LONDRA, 17 giugno 2026 – Un nuovo studio mondiale dell'Institute for Business Value di IBM (NYSE: IBM) rileva che, sebbene la sovranità dell'AI sia diventata un imperativo aziendale per le imprese in tutta la regione EMEA, la maggior parte delle organizzazioni intervistate rimane bloccata in sistemi di AI che non possono facilmente cambiare e molte mancano di conoscenza delle proprie dipendenze da fornitore, modello e infrastruttura.

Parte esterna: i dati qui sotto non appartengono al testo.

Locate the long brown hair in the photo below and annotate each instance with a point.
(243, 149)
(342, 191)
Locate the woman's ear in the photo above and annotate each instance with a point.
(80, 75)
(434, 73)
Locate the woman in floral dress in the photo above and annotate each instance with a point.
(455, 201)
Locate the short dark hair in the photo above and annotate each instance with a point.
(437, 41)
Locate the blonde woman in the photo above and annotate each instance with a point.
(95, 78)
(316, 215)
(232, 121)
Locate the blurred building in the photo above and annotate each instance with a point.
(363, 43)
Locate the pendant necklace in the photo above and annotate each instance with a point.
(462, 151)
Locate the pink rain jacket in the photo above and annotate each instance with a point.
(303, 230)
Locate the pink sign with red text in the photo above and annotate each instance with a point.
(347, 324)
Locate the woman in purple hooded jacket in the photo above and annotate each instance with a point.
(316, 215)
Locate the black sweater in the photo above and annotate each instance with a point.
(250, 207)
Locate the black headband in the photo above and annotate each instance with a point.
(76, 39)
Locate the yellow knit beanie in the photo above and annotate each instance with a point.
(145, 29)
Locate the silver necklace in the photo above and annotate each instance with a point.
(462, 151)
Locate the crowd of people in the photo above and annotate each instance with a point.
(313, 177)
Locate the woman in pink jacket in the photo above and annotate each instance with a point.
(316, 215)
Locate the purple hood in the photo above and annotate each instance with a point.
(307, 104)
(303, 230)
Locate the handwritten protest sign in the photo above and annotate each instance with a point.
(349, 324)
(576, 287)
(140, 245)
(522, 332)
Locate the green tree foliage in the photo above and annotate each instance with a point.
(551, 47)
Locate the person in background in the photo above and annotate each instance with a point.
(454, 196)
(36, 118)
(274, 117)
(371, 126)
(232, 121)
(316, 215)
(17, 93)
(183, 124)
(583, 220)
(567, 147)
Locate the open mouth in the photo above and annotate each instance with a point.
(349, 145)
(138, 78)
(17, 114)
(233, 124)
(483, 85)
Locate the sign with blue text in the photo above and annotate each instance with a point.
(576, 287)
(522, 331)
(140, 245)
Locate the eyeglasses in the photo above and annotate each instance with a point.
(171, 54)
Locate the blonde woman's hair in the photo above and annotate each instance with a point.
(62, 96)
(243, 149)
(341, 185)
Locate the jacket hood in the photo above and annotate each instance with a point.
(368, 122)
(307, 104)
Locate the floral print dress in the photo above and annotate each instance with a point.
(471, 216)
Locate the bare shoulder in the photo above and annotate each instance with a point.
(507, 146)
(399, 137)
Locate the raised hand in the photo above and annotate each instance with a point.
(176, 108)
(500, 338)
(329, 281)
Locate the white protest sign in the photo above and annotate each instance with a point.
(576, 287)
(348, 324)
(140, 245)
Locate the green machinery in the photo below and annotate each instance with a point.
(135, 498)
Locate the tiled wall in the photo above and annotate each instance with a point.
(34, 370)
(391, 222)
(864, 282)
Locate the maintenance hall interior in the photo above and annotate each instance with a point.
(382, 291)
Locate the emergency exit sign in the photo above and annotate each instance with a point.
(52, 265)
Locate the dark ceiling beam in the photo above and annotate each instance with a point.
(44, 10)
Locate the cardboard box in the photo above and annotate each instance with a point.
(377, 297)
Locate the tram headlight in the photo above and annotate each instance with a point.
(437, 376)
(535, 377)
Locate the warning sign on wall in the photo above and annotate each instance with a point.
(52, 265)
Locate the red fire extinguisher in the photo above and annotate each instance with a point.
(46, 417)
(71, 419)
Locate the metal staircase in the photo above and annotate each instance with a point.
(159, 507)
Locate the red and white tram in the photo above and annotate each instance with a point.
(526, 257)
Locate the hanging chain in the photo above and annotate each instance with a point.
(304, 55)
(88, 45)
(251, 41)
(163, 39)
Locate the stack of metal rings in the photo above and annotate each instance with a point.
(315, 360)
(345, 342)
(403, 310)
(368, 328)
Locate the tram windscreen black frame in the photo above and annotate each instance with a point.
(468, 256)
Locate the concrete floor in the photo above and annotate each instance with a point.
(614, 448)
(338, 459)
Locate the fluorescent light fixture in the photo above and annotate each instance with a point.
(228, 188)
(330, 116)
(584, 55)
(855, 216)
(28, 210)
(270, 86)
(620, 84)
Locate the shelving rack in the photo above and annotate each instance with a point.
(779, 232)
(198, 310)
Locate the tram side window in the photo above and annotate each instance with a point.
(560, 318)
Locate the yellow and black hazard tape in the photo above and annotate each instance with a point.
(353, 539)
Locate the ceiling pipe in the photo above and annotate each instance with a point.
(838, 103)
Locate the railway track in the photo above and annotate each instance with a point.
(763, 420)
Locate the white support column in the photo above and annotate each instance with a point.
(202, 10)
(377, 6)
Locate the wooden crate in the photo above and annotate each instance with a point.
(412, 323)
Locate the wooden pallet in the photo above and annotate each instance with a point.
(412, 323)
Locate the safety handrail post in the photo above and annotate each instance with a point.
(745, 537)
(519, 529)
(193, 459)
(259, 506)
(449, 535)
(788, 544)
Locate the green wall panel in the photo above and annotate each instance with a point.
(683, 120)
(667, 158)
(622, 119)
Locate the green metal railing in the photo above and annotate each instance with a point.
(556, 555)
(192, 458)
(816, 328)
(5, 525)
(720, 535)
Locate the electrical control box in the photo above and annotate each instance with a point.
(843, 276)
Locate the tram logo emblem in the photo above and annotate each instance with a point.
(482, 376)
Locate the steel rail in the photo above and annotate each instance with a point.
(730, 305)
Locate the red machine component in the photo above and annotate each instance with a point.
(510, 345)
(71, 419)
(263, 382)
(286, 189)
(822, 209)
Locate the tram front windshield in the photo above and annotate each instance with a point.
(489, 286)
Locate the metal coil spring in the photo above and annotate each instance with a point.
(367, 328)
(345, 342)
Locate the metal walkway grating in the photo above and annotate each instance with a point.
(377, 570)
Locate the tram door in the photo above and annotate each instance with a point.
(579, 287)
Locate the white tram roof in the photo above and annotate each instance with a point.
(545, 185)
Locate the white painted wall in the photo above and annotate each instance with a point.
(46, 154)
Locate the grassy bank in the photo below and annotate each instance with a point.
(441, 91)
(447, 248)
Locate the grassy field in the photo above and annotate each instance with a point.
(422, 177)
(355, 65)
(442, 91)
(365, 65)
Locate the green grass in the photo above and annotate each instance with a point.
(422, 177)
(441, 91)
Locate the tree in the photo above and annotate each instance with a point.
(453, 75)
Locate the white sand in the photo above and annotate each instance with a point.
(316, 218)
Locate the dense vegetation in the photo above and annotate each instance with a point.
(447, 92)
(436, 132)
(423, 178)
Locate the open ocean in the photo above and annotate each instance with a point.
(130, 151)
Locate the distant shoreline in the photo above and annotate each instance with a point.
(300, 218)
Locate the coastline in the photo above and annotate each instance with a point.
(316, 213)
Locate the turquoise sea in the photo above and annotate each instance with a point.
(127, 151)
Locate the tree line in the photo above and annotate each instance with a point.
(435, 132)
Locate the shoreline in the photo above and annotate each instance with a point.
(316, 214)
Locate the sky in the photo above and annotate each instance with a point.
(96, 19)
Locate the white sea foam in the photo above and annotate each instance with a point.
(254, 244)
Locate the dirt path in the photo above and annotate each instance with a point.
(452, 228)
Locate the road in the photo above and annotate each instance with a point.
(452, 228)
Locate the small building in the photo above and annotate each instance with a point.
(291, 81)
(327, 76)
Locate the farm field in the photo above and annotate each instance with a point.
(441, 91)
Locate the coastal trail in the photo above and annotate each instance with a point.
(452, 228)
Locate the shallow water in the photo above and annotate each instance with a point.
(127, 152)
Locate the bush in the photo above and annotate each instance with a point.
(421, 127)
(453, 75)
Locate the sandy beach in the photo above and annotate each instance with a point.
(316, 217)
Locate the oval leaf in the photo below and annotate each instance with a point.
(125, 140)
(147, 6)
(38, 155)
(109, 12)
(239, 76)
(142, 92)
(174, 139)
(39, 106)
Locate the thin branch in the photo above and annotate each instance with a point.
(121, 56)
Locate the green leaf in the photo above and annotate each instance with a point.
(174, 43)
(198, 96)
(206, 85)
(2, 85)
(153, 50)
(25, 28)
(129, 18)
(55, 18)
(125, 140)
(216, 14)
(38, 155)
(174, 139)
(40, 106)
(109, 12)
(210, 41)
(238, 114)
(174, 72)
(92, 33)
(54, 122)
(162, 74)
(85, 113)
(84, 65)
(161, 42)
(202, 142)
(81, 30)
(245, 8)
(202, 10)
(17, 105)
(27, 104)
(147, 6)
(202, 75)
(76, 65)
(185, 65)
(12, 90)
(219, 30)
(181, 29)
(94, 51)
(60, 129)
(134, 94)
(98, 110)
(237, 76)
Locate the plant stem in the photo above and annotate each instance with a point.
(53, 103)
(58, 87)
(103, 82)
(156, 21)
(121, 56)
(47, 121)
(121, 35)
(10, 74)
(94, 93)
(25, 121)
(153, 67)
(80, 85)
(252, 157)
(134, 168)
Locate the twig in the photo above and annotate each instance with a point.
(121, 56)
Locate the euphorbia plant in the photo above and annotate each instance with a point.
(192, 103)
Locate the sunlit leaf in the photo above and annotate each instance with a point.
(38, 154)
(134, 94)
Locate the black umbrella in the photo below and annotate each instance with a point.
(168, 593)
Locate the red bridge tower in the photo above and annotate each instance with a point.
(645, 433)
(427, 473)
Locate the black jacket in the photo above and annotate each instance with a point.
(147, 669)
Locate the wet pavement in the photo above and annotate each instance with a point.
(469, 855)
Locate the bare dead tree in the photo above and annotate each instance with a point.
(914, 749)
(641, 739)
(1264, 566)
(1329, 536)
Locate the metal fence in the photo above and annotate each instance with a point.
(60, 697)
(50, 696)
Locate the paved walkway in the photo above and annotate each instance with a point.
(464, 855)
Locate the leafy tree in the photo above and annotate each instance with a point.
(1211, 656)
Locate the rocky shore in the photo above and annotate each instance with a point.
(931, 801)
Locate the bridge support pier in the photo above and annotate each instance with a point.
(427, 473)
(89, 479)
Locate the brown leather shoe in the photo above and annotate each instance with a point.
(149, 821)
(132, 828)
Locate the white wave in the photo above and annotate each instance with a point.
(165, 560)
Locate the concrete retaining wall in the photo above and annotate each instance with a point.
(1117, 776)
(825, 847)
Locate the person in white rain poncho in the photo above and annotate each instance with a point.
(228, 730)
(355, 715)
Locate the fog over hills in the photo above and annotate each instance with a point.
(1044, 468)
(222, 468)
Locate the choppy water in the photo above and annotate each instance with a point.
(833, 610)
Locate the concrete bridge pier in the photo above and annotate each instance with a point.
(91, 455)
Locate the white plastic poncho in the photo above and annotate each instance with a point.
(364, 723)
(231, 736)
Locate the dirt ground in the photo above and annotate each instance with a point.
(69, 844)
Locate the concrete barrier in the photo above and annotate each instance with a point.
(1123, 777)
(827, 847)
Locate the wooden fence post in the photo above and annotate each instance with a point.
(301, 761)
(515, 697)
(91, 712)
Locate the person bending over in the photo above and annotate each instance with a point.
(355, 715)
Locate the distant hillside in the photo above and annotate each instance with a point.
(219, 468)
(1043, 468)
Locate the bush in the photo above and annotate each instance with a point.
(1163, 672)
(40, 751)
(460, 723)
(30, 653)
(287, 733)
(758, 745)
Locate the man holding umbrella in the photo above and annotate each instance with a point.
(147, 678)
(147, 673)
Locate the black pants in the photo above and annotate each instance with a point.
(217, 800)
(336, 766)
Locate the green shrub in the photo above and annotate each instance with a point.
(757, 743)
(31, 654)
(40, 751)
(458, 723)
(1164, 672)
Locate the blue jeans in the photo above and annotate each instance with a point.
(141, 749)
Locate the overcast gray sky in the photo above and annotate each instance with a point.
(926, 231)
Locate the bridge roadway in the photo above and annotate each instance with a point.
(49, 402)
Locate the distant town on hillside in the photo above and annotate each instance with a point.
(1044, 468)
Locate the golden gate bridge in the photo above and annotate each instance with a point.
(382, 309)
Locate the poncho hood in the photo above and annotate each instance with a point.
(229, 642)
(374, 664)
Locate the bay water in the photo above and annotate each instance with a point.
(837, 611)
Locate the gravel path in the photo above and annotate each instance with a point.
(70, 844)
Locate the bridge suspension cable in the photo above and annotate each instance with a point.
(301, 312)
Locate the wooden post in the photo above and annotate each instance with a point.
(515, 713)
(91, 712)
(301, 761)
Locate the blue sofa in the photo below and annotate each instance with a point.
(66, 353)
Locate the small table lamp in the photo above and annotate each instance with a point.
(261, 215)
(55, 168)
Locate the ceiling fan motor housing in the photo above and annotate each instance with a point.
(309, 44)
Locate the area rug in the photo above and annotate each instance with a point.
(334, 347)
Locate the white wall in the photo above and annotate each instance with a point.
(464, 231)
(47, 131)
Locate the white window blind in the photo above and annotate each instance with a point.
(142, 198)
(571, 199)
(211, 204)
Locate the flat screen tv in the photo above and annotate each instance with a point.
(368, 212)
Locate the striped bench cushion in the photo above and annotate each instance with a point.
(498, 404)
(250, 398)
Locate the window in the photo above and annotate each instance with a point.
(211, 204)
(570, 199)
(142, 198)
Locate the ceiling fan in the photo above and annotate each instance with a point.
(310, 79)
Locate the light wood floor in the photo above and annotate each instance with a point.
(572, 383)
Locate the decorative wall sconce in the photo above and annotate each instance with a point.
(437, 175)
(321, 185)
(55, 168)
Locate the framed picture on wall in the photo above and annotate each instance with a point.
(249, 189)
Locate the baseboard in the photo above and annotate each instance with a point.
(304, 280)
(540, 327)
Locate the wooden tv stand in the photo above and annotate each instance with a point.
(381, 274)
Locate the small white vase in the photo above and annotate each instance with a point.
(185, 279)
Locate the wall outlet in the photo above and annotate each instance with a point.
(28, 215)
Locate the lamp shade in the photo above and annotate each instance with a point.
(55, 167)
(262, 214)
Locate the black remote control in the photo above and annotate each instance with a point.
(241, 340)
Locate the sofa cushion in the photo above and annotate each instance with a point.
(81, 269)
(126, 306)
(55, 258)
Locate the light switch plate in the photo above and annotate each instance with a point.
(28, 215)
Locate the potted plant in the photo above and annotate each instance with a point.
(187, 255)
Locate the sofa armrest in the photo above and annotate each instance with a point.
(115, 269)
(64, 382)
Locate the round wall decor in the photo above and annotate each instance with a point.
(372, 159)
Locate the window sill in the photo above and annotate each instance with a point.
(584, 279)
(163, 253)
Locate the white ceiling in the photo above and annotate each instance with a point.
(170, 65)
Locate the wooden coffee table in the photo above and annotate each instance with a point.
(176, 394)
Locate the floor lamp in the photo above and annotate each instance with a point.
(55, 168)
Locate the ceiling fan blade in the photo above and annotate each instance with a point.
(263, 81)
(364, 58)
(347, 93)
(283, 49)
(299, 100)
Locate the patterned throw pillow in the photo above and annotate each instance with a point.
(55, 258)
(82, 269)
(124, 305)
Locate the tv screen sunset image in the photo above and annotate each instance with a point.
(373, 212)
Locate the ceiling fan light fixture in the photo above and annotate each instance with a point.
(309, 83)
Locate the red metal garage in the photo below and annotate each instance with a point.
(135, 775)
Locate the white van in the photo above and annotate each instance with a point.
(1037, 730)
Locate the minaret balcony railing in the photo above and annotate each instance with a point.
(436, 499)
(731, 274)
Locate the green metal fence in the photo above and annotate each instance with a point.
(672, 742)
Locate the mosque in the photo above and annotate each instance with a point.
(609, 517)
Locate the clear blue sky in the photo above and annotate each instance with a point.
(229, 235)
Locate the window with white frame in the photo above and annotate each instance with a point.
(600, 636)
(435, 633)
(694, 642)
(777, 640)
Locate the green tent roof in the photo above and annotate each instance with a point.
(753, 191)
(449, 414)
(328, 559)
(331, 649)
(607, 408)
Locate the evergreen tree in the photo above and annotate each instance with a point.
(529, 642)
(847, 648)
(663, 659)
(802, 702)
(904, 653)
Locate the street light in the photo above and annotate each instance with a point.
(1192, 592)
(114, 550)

Con l'83% degli amministratori delegati a livello globale che ritiene ormai indispensabile garantire la sovranità dell’AI nelle strategie aziendali, e in un contesto politico europeo in rapida evoluzione, i leader si trovano sotto una pressione crescente per mostrare con precisione come vengono gestiti i dati e come operano i sistemi. Tuttavia, molti non hanno ancora il livello di visibilità necessario per farlo in modo realmente efficace.

Sulla base delle informazioni raccolte da 370 dirigenti senior nell’area EMEA e 1.000 a livello globale, lo studio “The Calculus of AI Sovereignty” rivela che solo il 10% degli intervistati (14% in Italia) in EMEA ha una solida comprensione delle dipendenze della propria organizzazione in termini di fornitori di AI, modelli e infrastrutture.

Inoltre, mentre la flessibilità operativa è diventata essenziale per garantire resilienza in un contesto di continue interruzioni globali, il 73% degli intervistati in EMEA (66% in Italia) ha ammesso che sarebbe difficile cambiare il proprio principale fornitore o modello di AI. Inoltre, il 70% dei dirigenti della regione (52% in Italia) afferma che rispettare i requisiti di residenza e sovranità dei dati nelle diverse aree geografiche è complesso, e crea difficoltà nello spostamento dei sistemi di AI o dei dati tra diversi ambienti.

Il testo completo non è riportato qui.